Page MenuHomePhabricator

Remove duplicate comment_temp indexes
Closed, DeclinedPublic

Description

✗ "imgcomment_name" index can be removed as redundant (covered by "PRIMARY")
✗ "revcomment_rev" index can be removed as redundant (covered by "PRIMARY")

Event Timeline

CREATE TABLE /*_*/image_comment_temp (
  -- Key to img_name (ugh)
  imgcomment_name varchar(255) binary NOT NULL,
  -- Key to comment_id
  imgcomment_description_id bigint unsigned NOT NULL,
  PRIMARY KEY (imgcomment_name, imgcomment_description_id)
) /*$wgDBTableOptions*/;
-- Ensure uniqueness
CREATE UNIQUE INDEX /*i*/imgcomment_name ON /*_*/image_comment_temp (imgcomment_name);

CREATE TABLE /*_*/revision_comment_temp (
  -- Key to rev_id
  revcomment_rev int unsigned NOT NULL,
  -- Key to comment_id
  revcomment_comment_id bigint unsigned NOT NULL,
  PRIMARY KEY (revcomment_rev, revcomment_comment_id)
) /*$wgDBTableOptions*/;
-- Ensure uniqueness
CREATE UNIQUE INDEX /*i*/revcomment_rev ON /*_*/revision_comment_temp (revcomment_rev);

Hmm. Do these actually count as duplicate? I'm guessing not, as the PK is doing unique for the two columns as a pair, but would allow multiple revcomment_comment_id per revcomment_rev. Whereas the unique index will make sure only 1 of revcomment_rev...

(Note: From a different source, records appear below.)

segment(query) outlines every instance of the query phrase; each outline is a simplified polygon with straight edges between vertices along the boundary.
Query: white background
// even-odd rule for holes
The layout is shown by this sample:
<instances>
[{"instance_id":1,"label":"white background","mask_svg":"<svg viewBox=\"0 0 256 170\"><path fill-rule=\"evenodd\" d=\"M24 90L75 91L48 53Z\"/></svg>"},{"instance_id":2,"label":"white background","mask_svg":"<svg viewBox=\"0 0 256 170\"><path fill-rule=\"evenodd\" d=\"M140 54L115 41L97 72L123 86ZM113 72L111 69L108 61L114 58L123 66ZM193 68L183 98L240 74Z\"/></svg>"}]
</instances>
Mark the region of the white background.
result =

You guess correctly. Technically we could probably just make those unique indexes be the primary keys, but according to T153333#3283613 the PK should cover both columns for associative tables like these (presumably to be able to "Using index").

We can ask the DBAs if you want to be sure about it.

Obviously they're only temporary tables, so it doesn't matter too much if they're "not perfect" longer term....

With an optional unique index on the opposite direction if the reverse join is needed (but often it is not).

The question, I guess, is whether we need the UNIQUE index of just that one column...? Even more so if we don't need it the other way round as per this comment

While MediaWiki shouldn't ever insert rows that violate the "one comment_id per revision" constraint, it's helpful to check it at the database level too.

Primary key being over the 2 columns is only for n:n relationship. If one of the tables have uniqe keys, it means it is a 1:n relationship, not the same case (not a general case associative table)- the unique key should adapt to the several use cases and the physical optimization- set the PK as the most common way of accessing the table (left to right or right to left)- as always, we optimize for what is actually being run, not the theoretical/book example.

You lost me in there, @jcrespo ;) I'll tell you what's being run and hopefully you can tell us what the indexes should look like.

The queries in MediaWiki to these tables are always left-to-right. It's 1:n in that the left side should only ever have 1 match, hence the UNIQUE indexes defined on the left columns. Eventually we want to merge these tables into revision and image.

For revision_comment_temp, most accesses are going to be selecting revision and comment fields FROM revision LEFT JOIN revision_comment_temp ON (rev_id = revcomment_rev) LEFT JOIN comment ON (revcomment_comment_id = comment_id). When we get to step 6 of T166733, those will change to JOINs instead. Some legacy code paths may do SELECT comment_id, comment_text, comment_data FROM revision_comment_temp JOIN comment ON (revcomment_comment_id = comment_id) WHERE revcomment_rev = '...', although I think we cleaned all those up already as of c2f432625. There will also be some INSERTs and DELETEs, the latter always specifying only the left column (usually with multiple values, i.e. revcomment_rev IN (...)).

For image_comment_temp it will be largely the same. There will also be some INSERT SELECT statements that directly select imgcomment_description_id (along with a bunch of image table fields), FROM image LEFT JOIN image_comment_temp ON (img_name = imgcomment_name), with no join to comment.

Tool Forge's databases will probably need to add an index to handle the right-to-left case for the filtering that has to be done there.

Based on my limited understanding of your description, I would do PRIMARY (left, right) and UNIQUE(left).

Thanks. That's what we're already doing, so I'm going to decline this request to change it.